More recently: AI-generated images have been quite a topic of discussion lately. In August, a Washington DC court delivered a ruling essentially saying that artworks created entirely by AI, with no human involvement, couldn't be copyrighted under US law.
Meanwhile, OpenAI has found itself entangled in some legal troubles. Earlier this week, a trade group representing several American authors sued the company. Well-known writers like John Grisham and George R.R. Martin are part of this lawsuit. They say OpenAI allegedly trained its chatbot, ChatGPT, using their works without authorization.This is just one among several cases brought against generative AI companies over intellectual property concerns from writers, source-code owners, visual artists and other creators.
The development: OpenAI is now rolling out Dall-E 3, the latest version of its text-to-image tool. What sets this upgrade apart is that it taps into the capabilities of its popular AI chatbot, ChatGPT, to supercharge image generation.
Starting in October, Dall-E 3 will be available for ChatGPT Plus and Enterprise customers via an application programming interface (API). Users can toss in image requests and fine-tune prompts by chatting with ChatGPT. As for when the general public can get their hands on it for free, OpenAI hasn't said anything on that yet.
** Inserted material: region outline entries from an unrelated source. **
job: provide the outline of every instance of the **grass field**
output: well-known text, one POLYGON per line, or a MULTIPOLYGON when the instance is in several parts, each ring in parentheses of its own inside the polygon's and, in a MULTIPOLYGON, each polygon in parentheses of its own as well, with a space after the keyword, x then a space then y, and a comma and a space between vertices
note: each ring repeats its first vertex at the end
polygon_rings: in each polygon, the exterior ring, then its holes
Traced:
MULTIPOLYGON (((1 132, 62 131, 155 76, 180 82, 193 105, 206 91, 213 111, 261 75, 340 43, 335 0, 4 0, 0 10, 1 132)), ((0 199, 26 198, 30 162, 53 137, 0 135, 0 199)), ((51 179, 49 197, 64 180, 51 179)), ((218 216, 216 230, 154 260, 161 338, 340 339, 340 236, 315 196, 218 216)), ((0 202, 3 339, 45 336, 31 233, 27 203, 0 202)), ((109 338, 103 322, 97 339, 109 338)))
OpenAI says that Dall-E 3 can turn complex requests into super-detailed and spot-on images. Plus, it’s added extra safety measures so that it won't generate anything violent, adult or offensive. It also has mechanisms to reject requests for images of public figures by name or mimic living artists' styles. To address copyright worries, OpenAI is giving creators the option to opt out of having their work used to train future text-to-image tools. This way, creators have more control over how their content gets used in the AI world.
"DALL-E 3 can translate nuanced requests into extremely detailed and accurate images," said OpenAI in a statement.
“When you put content on a social media site or any site, you’re generally granting a very broad license to the site to be able to use your content in any way,” said Katherine Gardner, an intellectual-property lawyer at Gunderson Dettmer. “It’s going to be very difficult for the ordinary end user to claim that they are entitled to any sort of payment or compensation for use of their data as part of the training.”
“My worst fears are that we cause, we the field, the technology, the industry, cause significant harm to the world,” said Sam Altman, CEO of OpenAI, in May while testifying before members of a Senate subcommittee about AI regulation. “I think if this technology goes wrong, it can go quite wrong.”